BU tutum, bu tür önemli davalarda politik müdahalenin iddianameden önce olduğunu ama iddianame çıkınca artık kimsenin süreci kontrol edemeyeceğini savunanların görüşleriyle de örtüşüyor. Hatta FBI’ın başlattığı bu çapta büyük bir soruşturmanın, birbirleriyle rekabet halindeki başsavcılardan hangisine gönderileceğine bizzat Adalet Bakanı’nın karar verdiğini öğrendim ki, bu da bana kalırsa birçok şeyi açıklıyor.

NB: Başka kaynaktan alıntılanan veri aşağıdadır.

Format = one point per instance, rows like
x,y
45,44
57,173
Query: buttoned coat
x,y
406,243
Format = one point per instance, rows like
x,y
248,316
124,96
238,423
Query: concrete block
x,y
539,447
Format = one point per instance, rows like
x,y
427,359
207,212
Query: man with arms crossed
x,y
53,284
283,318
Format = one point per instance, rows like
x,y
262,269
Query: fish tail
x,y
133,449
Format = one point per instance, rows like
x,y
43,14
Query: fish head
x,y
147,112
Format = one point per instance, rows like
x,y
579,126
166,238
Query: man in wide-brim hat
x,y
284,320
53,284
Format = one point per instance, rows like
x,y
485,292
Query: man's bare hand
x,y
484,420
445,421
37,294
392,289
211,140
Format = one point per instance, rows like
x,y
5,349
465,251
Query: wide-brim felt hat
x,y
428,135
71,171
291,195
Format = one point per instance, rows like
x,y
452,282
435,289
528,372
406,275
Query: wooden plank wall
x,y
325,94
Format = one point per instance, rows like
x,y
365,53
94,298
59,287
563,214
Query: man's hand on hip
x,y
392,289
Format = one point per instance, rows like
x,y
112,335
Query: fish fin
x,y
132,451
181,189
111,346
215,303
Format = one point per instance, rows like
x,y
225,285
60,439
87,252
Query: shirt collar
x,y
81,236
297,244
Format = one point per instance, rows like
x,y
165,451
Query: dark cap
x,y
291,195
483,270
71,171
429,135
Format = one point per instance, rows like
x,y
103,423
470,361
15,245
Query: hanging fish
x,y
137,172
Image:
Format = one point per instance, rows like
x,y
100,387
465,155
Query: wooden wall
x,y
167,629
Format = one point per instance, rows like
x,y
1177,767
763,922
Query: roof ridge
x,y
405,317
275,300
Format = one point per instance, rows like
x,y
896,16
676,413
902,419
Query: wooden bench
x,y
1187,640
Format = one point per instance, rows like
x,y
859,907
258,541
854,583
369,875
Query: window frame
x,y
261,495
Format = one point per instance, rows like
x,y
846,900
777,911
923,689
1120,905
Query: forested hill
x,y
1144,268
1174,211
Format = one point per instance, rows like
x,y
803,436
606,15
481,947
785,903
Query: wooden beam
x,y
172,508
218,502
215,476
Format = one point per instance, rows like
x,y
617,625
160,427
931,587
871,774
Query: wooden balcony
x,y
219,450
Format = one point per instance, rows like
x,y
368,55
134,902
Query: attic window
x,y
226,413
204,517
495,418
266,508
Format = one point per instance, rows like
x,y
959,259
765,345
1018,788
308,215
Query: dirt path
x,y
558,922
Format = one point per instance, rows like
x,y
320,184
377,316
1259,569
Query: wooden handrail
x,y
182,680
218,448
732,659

ZARRAB’IN ABD İLE ANLAŞTIĞI TEZİ ÇÜRÜYOR

Başka bir önemli ayrıntı... Bharara’nın dilekçesi, Zarrab ve ABD arasında önceden bir anlaşma olduğu tezini de büyük oranda çürütüyor. Ki Zarrab’ın Miami’ye indiğinde FBI’yla anlaşmış gibi karşılanmadığını, Zarrab’la aynı uçakta olan ve Zarrab gibi ikinci sorgu bölümüne götürülen Burak Boya’nın bana daha önce anlattıklarından da fark etmiştim. Boya, Zarrab’ın sorgusuyla ilgili şunları söylemişti:

“Ebru Gündeş ve Zarrab sorgu odasına beraber alındılar. İçeride yaklaşık bir saat kaldılar. Açık tenli, sarışın bir bakıcısı vardı, çocuk dışarıda onunla bekledi. Çıktıklarında Ebru Gündeş hızla çocuğunu resimli bir tabelaya yönlendirdi. Sırtı dönük, babasını nasıl götürdüklerini görmemesi için. Zarrab çıkınca oraya yönelmeye çalıştı ama kendisine eşlik eden iki takım elbiseli adam ve bir kadın, kolundan tutup ileriye doğru yürümesini istediler.

Vedalaşmak istedi sanırım çocukla ama izin vermediler. Sonra Ebru Gündeş bir süre ağladı. Orada 1.5 saat daha oturduk. Sonra bagajlarımızı aldık. Yanlarında bakıcı dışında dövmeli, Rus’a benzettiğimiz, korumaya benzeyen biri daha vardı. Araç kiralamaya da beraber gittik. Havalimanının dışında Ebru Gündeş’in annesi olduğunu düşündüğüm bir kadın bekliyordu. Bir cipe binip gittiler.”